Su ocurrencia disparó una descarga de risotadas. Sus hermanos celebraron su salida con una leve ovación mientras compartían almuerzo con la visita y dejaban que Pepe entrara y saliera de su puente de mando para untar esta cazuela, rebañar aquel platillo y disolver los ricos bocados con un trago de Rioja, con esa misma vertiginosa maestría con que además mantenía mientras tanto la plancha en perfecto estado de revista, preparada para la inminente llegada de los feligreses adictos al aperitivo y calculando por lo bajini el número increíble de champiñones que a lo largo de la historia salieron de sus fogones. El cálculo de aquella cifra mágica nos llevó un rato porque resultó que ninguno de los allí presentes éramos peritos en números y porque cada vez que atinábamos con el resultado nos parecía imposible. Hasta que el propio Pepe zanjó el debate. Acertó con el total más o menos exacto, miró a los demás a los ojos y pareció de repente conmovido. En ese número se medían años de vida, una vida calculada en champiñones. Natural que se emocionara. Todos nos emocionamos un poco.

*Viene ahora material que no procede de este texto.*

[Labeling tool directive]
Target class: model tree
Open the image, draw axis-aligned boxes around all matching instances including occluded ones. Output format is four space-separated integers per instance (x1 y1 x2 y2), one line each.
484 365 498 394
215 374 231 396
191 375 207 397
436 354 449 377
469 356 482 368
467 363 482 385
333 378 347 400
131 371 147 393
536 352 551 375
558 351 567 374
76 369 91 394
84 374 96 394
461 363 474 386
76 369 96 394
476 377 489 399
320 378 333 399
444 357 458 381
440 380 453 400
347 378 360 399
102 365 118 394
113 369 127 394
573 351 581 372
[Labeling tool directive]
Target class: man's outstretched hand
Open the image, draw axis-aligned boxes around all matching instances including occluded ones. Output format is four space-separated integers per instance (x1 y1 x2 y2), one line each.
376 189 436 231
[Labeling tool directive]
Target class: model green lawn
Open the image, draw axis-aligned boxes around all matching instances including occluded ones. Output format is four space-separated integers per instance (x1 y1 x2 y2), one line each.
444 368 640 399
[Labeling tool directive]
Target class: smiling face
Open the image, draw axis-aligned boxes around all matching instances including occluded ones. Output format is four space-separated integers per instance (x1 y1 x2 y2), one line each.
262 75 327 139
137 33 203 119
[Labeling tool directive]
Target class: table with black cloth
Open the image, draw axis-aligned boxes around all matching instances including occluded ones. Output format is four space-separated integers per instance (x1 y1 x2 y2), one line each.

La tertulia agonizaba mientras los hermanos se abandonaban a las confidencias. Su devoción por ese cliente tipo de Logroño, en trance de extinción; su reinvención como bar para atender los recientes hábitos del turista de fin de semana; las largas filas de chavales en San Mateo, con ocasión del cohete de fiestas que disparaba aquella extinguida costumbre de la 'Laureada'... No había sin embargo nostalgia en sus palabras. Todos ellos, Pepe el primero, no se podían conceder ese lujo. En realidad, su único placer lo confesarían a continuación: cerrar ahora que podían en la semana matea y dedicarse por unos días a... A ir de bares por Logroño, pero desde este lado de la barra.

Aquella mañana, mientras hablaba con admiración de las cuadrillas tradicionales, capaces de trasegarse rondas de hasta veinte vinos, y dejaba algún recado para las generaciones venideras, las manos que ahora son mayoría en los bares del Logroño castizo («El éxito nunca viene solo, pero no se te puede subir a la cabeza») bromeaba medio en serio cuando señalaba con la espátula hacia su querida plancha (capaz de ponerse a 250 grados para succionar el delicioso néctar que envolvía esos champiñones) y repasaba su fecunda biografía al frente de un bar convertido en algo más que eso, en bastante más que un bar. Un icono logroñés, cuya pérdida no sólo llena de dolor a sus seres queridos sino que obliga a derramar a quienes sólo lo conocieron vestido de faena sus propias lágrimas. Y dota de sentido y grandeza la frase que me regaló hace cuatro años para despedir aquel artículo que hoy cobra su propia vigencia. «Hay Soriano para rato», sentenció Pepe. La frase que yo elegí para abrocharla con unas líneas que hoy adquieren otro sentido: «Larga vida al Soriano».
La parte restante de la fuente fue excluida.